Provide the alternative these inner city parents are demanding. Neither Wall Street nor anyone else will be able to improve the performance of America's middle class if they continue receiving 3rd quartile students and expected to compete with South Korea, Japan, or other better educated work forces. Let's begin to concentrate our efforts not on the entitlement mentality of giving the person a fish, but rather teaching them to fish. One is merely a meal and consumes itself; the other is sustainable and lasts a lifetime.

Viva Cristo Rey! 
Stephen Haessler | 11/18/2011 - 5:27pm
We are blessed in Tucson to have a Cristo Rey school in our city, San Miguel High School. I have seen this incredible school make positive contributions to students and their families. It has become an anchor of development in the neighborhood. It is a gift of vision and dedication. The above article is spot on. We know how to address this issue; vouchers, tax credits, charters, choice. Thank God Cristo Rey and NativityMiguel are acting on the Pope's request that we not abandon a Catholic education presence in American inner cities. Inspiring work! 
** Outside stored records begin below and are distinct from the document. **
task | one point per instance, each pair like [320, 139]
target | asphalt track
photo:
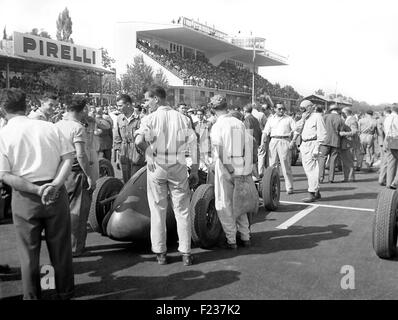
[300, 251]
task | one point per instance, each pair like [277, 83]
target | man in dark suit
[334, 124]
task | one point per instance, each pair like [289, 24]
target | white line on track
[297, 217]
[328, 206]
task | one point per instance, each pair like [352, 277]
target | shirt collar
[16, 119]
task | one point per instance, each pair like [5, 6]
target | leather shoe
[187, 259]
[161, 258]
[230, 246]
[311, 198]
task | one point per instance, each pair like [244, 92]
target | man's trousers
[310, 164]
[279, 149]
[347, 160]
[79, 204]
[30, 218]
[167, 178]
[392, 161]
[224, 189]
[324, 152]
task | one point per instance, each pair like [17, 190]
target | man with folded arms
[35, 160]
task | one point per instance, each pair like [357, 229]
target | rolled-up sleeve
[4, 162]
[66, 147]
[321, 132]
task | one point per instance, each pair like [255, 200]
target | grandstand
[200, 61]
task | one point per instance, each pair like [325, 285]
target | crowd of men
[50, 159]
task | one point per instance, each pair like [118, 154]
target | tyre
[271, 188]
[106, 187]
[385, 224]
[106, 168]
[206, 227]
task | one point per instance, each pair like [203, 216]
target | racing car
[121, 212]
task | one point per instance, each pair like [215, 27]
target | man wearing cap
[48, 103]
[330, 147]
[131, 160]
[232, 158]
[313, 133]
[278, 132]
[168, 134]
[367, 130]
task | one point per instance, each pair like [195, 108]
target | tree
[107, 61]
[43, 33]
[64, 26]
[138, 76]
[161, 79]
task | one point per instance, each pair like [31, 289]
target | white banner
[29, 46]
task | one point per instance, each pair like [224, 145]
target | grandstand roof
[211, 44]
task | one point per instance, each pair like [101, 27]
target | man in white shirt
[231, 159]
[391, 131]
[168, 133]
[313, 132]
[278, 132]
[35, 160]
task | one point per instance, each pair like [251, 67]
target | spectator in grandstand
[211, 116]
[35, 160]
[103, 134]
[131, 159]
[80, 182]
[225, 170]
[167, 171]
[48, 103]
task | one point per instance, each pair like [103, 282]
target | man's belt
[310, 139]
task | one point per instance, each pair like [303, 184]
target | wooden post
[8, 75]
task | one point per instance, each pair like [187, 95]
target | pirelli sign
[26, 45]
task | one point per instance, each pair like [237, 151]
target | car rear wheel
[206, 227]
[385, 224]
[105, 193]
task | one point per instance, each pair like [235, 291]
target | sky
[344, 46]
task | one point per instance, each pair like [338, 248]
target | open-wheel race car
[385, 226]
[121, 212]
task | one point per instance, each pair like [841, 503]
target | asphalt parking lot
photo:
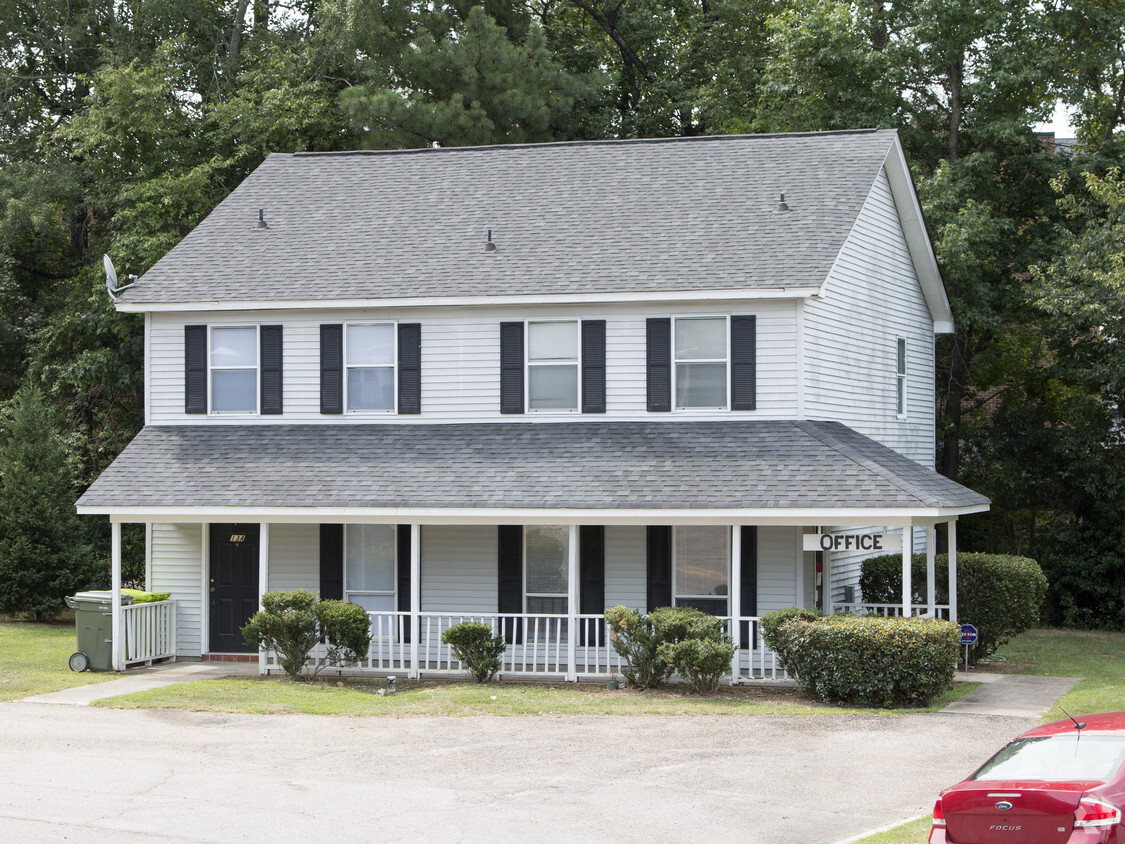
[90, 774]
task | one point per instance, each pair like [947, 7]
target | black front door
[233, 585]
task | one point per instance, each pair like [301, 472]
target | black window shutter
[591, 580]
[659, 566]
[510, 578]
[195, 368]
[511, 367]
[743, 362]
[332, 369]
[332, 562]
[658, 344]
[271, 368]
[410, 368]
[593, 366]
[404, 578]
[748, 594]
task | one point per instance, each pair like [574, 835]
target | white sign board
[876, 542]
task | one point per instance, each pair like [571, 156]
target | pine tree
[43, 556]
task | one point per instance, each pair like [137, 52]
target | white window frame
[257, 368]
[394, 571]
[725, 360]
[528, 366]
[527, 594]
[394, 368]
[675, 568]
[900, 377]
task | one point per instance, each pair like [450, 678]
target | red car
[1061, 783]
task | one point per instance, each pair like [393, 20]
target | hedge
[872, 661]
[999, 594]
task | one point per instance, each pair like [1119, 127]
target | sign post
[969, 636]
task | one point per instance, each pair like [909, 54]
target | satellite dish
[111, 287]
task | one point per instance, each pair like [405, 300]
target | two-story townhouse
[522, 384]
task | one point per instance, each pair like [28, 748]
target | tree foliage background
[124, 122]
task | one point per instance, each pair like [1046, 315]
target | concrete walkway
[142, 680]
[1011, 694]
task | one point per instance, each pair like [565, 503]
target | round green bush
[998, 593]
[873, 661]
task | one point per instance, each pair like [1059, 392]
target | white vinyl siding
[460, 361]
[176, 566]
[295, 557]
[459, 568]
[626, 567]
[872, 298]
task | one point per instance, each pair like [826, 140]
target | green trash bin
[93, 618]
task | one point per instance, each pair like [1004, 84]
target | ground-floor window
[701, 559]
[546, 559]
[369, 566]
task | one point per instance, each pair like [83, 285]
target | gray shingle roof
[574, 465]
[640, 216]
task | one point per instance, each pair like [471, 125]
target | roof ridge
[600, 142]
[818, 430]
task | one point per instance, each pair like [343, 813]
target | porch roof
[738, 468]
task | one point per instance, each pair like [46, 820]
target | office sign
[874, 542]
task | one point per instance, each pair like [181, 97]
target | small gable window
[552, 366]
[700, 352]
[234, 369]
[369, 353]
[900, 379]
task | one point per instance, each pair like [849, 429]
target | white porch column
[115, 621]
[415, 598]
[930, 576]
[572, 604]
[907, 554]
[263, 577]
[736, 599]
[953, 568]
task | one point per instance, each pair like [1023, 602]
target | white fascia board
[740, 294]
[855, 517]
[918, 241]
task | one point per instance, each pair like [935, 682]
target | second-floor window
[552, 366]
[234, 369]
[369, 355]
[900, 378]
[700, 352]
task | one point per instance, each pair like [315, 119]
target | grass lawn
[1097, 657]
[33, 660]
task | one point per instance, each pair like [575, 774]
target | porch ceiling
[794, 472]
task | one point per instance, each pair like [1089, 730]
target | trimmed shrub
[287, 625]
[345, 629]
[635, 639]
[999, 594]
[775, 639]
[700, 662]
[882, 662]
[671, 639]
[477, 646]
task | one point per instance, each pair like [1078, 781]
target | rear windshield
[1056, 757]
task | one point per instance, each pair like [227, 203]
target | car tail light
[1096, 813]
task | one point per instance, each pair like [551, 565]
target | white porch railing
[538, 645]
[150, 631]
[888, 610]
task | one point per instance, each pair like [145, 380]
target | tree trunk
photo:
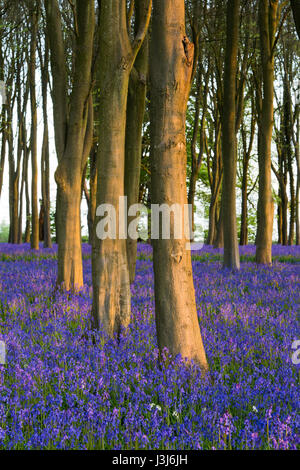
[229, 151]
[111, 284]
[33, 138]
[265, 208]
[73, 125]
[134, 124]
[170, 76]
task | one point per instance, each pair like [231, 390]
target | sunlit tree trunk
[267, 26]
[229, 152]
[33, 137]
[171, 61]
[73, 123]
[111, 285]
[134, 123]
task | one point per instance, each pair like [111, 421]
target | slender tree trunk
[297, 147]
[45, 158]
[111, 284]
[170, 75]
[134, 124]
[265, 208]
[231, 249]
[27, 199]
[33, 139]
[73, 125]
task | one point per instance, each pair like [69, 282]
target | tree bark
[33, 138]
[170, 77]
[134, 124]
[111, 284]
[73, 125]
[265, 209]
[229, 151]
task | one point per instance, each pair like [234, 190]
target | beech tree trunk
[73, 124]
[111, 284]
[33, 138]
[229, 151]
[134, 124]
[170, 76]
[265, 209]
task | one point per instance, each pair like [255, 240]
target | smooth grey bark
[136, 103]
[171, 60]
[111, 286]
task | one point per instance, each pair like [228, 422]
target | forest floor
[60, 391]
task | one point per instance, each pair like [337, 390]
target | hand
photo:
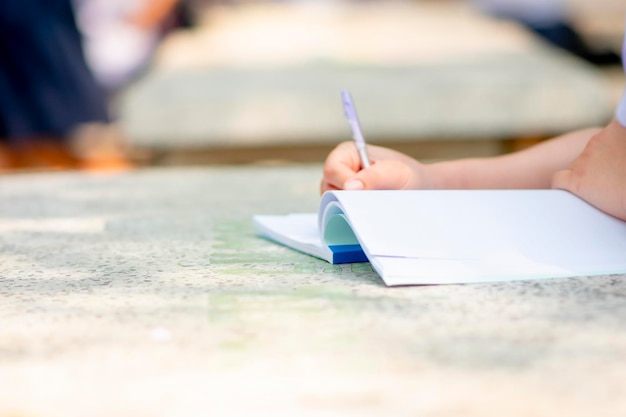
[389, 170]
[598, 175]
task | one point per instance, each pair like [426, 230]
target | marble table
[148, 293]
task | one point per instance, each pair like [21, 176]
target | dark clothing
[46, 88]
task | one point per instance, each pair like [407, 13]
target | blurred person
[120, 37]
[47, 91]
[590, 163]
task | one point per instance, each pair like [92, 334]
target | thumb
[383, 175]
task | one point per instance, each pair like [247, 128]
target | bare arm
[530, 168]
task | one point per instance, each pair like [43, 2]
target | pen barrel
[365, 161]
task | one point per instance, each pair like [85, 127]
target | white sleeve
[620, 114]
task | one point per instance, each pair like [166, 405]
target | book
[456, 236]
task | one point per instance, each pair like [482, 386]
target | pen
[353, 120]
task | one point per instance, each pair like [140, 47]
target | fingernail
[354, 185]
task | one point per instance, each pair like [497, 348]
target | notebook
[456, 236]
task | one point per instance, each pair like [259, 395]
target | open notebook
[457, 236]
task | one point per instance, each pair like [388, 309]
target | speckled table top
[148, 294]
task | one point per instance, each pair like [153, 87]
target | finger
[383, 175]
[324, 186]
[342, 163]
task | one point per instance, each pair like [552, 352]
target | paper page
[549, 229]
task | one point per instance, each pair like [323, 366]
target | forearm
[529, 168]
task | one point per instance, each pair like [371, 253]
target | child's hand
[598, 175]
[390, 170]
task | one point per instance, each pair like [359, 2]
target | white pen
[353, 120]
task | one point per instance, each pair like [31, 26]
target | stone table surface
[147, 293]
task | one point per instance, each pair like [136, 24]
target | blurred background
[194, 82]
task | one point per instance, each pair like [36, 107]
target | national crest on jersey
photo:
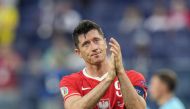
[81, 83]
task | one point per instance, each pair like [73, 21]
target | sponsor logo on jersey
[64, 91]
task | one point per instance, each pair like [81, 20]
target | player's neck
[97, 70]
[165, 98]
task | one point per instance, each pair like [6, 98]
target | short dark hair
[83, 28]
[168, 77]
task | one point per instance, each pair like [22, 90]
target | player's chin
[97, 60]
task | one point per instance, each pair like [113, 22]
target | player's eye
[96, 40]
[86, 44]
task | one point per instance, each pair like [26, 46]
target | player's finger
[114, 51]
[114, 41]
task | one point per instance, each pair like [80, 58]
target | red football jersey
[81, 83]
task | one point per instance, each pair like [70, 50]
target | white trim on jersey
[96, 78]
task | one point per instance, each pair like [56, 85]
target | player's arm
[91, 99]
[131, 98]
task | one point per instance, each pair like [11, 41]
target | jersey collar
[95, 78]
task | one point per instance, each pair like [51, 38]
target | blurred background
[36, 47]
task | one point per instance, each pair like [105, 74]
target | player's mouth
[95, 54]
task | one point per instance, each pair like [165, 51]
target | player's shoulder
[71, 78]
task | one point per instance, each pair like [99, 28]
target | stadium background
[36, 45]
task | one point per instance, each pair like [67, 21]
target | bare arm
[131, 99]
[90, 100]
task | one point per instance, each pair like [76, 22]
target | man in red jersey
[103, 83]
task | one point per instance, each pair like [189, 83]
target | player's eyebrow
[84, 43]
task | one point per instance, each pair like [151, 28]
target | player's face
[156, 88]
[92, 47]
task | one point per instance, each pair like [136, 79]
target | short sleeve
[68, 88]
[138, 82]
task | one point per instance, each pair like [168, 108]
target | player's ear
[77, 52]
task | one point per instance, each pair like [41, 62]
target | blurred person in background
[162, 90]
[57, 16]
[8, 22]
[132, 20]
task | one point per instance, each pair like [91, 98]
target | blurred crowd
[36, 47]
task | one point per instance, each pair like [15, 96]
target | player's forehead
[89, 36]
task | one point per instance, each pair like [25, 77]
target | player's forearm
[91, 99]
[131, 99]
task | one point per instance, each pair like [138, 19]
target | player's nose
[94, 47]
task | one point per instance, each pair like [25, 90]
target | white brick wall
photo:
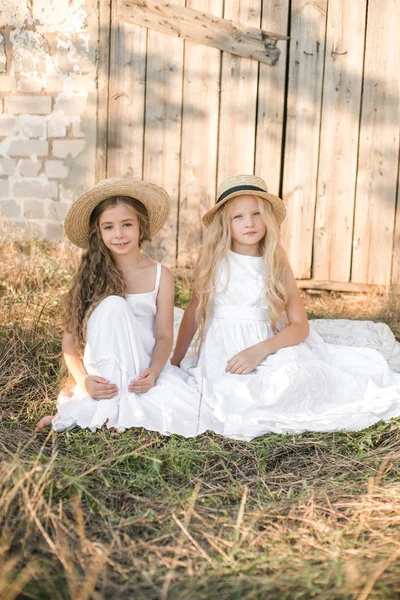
[47, 91]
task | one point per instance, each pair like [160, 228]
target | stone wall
[48, 102]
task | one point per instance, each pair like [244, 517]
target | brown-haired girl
[119, 318]
[258, 366]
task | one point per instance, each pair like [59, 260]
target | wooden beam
[203, 28]
[342, 286]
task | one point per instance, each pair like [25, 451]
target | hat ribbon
[240, 188]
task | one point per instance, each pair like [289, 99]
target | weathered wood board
[238, 101]
[199, 138]
[339, 132]
[306, 65]
[126, 100]
[379, 148]
[237, 37]
[271, 101]
[163, 120]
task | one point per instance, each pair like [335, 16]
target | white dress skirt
[313, 386]
[120, 342]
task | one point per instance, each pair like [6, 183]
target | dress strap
[158, 277]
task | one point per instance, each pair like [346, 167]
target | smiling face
[119, 229]
[246, 224]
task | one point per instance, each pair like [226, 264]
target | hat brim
[155, 199]
[278, 207]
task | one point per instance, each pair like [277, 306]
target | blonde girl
[257, 365]
[118, 318]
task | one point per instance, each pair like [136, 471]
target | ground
[138, 515]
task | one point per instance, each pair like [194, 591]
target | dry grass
[137, 515]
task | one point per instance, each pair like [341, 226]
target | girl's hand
[175, 362]
[246, 361]
[145, 382]
[99, 388]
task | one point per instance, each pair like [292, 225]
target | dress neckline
[245, 256]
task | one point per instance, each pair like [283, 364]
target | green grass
[139, 515]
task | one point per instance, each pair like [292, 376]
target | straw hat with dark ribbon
[250, 185]
[154, 198]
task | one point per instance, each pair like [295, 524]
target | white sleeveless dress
[312, 386]
[120, 341]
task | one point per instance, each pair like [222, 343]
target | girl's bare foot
[44, 422]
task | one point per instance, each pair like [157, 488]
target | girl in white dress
[258, 367]
[119, 318]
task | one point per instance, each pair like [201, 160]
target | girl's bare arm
[187, 329]
[95, 386]
[295, 332]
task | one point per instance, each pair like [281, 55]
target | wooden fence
[320, 124]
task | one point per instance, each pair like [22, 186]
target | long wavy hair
[217, 243]
[98, 275]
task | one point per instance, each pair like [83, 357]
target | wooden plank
[396, 245]
[238, 101]
[163, 130]
[307, 49]
[102, 88]
[200, 27]
[199, 138]
[126, 98]
[271, 101]
[339, 140]
[379, 148]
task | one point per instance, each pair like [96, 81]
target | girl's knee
[111, 307]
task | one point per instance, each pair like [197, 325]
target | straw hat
[249, 185]
[154, 198]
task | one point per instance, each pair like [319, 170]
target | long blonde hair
[98, 275]
[217, 243]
raymond rice | 11/18/2011 - 2:20pm
Public  funding of independent (Non - Public  )  education is  a  guarantee of  the Universal  Declaration of Human  Rights( UDHR).  The Chair of the Delegation to write the UDHR , Eleanore Roosevelt ( also the USA  Delegate)  was originally opposed  to  Government  guarantees of free  primary   and secondary  education coupled with the provision that  the parents  be the sole decision maker  of how that  was to be accomplished. She  eventually  was  convinced by her fellow Delegates of the  wisdom of  the parents  given  the decision making  authority.Her original  position  was "We  don't  do that in  America".Her  fellow Delegates(world  class  Statesmen) convinced her  by citing  real examples in  Europe , Asia and the Mid -East, of how  the state took over education and  then  took over the children in opposition   to their parents. The convincing arguments that won USA  support   are in the minutes  of the  UDHR Delegation  Meetings , copies of  which are deposited in  several  Universities. I read them at Columbia University. The political  Left rejects this Human Right , believing that it  will lesson their control of education in America.